# Importing libraries

In [1]:
# These are all the modules we'll be using later. Make sure you can import them
# before proceeding further.
import numpy as np
import os
os.environ['TF_CPP_MIN_LOG_LEVEL']='3'
import time
import random
import tensorflow as tf

%env TF_FORCE_GPU_ALLOW_GROWTH=true
# Making sure we cache the models and they are not downloaded all the time
%env TFHUB_CACHE_DIR=./tfhub_modules

env: TF_FORCE_GPU_ALLOW_GROWTH=true
env: TFHUB_CACHE_DIR=./tfhub_modules


## Using pretrained ELMo model

### Downloading the ELMo model from TFHub

In [2]:
import tensorflow_hub as hub
import tensorflow.keras.backend as K

# Remove any ongoing sessions
K.clear_session()

# Download the ELMo model and save to disk
elmo_layer = hub.KerasLayer("https://tfhub.dev/google/elmo/3", signature="tokens",signature_outputs_as_dict=True)

### Formatting the input for ELMo

In [3]:
def format_text_for_elmo(texts, lower=True, split=" ", max_len=None):

    """ Formats a given text for the ELMo model (takes in a list of strings) """

    token_inputs = [] # Maintains individual tokens
    token_lengths = [] # Maintains the length of each sequence

    max_len_inferred = 0 # We keep a variable to matain the max length of the input

    # Go through each text (string)
    for text in texts:

        # Process the text and get a list of tokens
        tokens = tf.keras.preprocessing.text.text_to_word_sequence(text, lower=lower, split=split)

        # Add the tokens
        token_inputs.append(tokens)

        # Compute the max length for the collection of sequences
        if len(tokens)>max_len_inferred:
            max_len_inferred = len(tokens)
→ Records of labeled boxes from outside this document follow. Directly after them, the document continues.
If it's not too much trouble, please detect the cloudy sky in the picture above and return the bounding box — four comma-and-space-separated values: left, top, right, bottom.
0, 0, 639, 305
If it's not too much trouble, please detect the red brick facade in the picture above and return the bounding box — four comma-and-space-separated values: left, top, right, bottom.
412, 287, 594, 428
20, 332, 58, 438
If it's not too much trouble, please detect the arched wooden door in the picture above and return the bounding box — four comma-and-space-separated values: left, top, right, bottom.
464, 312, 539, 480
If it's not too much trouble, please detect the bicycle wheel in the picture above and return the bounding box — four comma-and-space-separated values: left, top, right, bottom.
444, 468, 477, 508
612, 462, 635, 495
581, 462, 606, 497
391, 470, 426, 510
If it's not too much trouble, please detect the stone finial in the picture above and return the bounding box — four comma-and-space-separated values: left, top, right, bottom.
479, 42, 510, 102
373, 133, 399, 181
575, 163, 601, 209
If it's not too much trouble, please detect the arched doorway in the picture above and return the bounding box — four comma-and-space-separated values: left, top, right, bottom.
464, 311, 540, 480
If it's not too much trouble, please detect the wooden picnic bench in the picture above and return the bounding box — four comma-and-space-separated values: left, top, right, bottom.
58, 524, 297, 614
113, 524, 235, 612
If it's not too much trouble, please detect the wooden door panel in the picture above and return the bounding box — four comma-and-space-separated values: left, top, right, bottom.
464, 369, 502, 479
    # It's important to make sure the maximum token length is only as large as the longest input in the sequence
    # You can't have arbitrarily large length as the maximum length. Otherwise, you'll get this error.
    #InvalidArgumentError:  Incompatible shapes: [2,6,1] vs. [2,10,1024]
    #    [[node mul (defined at .../python3.6/site-packages/tensorflow_hub/module_v2.py:106) ]] [Op:__inference_pruned_3391]

    # Here we make sure max_len is only as large as the longest input
    if max_len and max_len_inferred < max_len:
        max_len = max_len_inferred
    if not max_len:
        max_len = max_len_inferred

    # Go through each token sequence and modify sequences to have same length
    for i, token_seq in enumerate(token_inputs):

        token_lengths.append(min(len(token_seq), max_len))

        # If the maximum length is less than input length, truncate
        if max_len < len(token_seq):
            token_seq = token_seq[:max_len]
        # If the maximum length is greater than or equal to input length, add padding as needed
        else:
            token_seq = token_seq+[""]*(max_len-len(token_seq))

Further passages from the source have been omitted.